More importantly, there didn’t seem to be a single shred of evidence that Mr Morton actually killed his wife. Yes, he knocked her about a bit, but then who doesn’t administer the Fist of Matrimony in extreme circumstances?

It has long been an Englishman’s right to murder his wife as long as her body never turns up. It’s enshrined in Magna Carta. We know it, the cops know it, the courts know it. Pig farmers nationwide who take unexpected “deliveries” late at night know it. It’s like a great game. But now something has changed. I blame Europe. And Mrs Blah.

This is no laughing matter. Consider this: your missus runs off with an Polish masseur she’s met at the local health spa, never to be seen again. Her whining sister, who’s never liked you since you passed water in the spare bedroom wardrobe one Christmas, shops you to the police citing years of alleged physical and mental abuse. (For Christ’s sake, it’s called getting married.)

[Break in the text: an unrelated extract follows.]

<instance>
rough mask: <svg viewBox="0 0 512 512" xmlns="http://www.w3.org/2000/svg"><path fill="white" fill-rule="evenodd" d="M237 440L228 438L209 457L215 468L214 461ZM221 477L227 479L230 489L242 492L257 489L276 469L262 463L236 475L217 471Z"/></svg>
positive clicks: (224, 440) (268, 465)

Next thing you know you’re banged up in chokey with a 20-stone cellmate who wears mascara and makes Big Brother’s Craig look butch. Call that justice? I don’t.

O The views of Mr Beelzebub are purely personal and do not necessarily reflect the opinions of the Editor or staff of this website, of anyone who doesn’t want to stick needles in Craig’s eyes, of anyone who won’t be voting for Eugene on Friday night, or of anyone who can explain that if the Big Brother housemates are existing on a food budget of £1 a day, how come Makosi’s backside is now the size of the Albert Hall?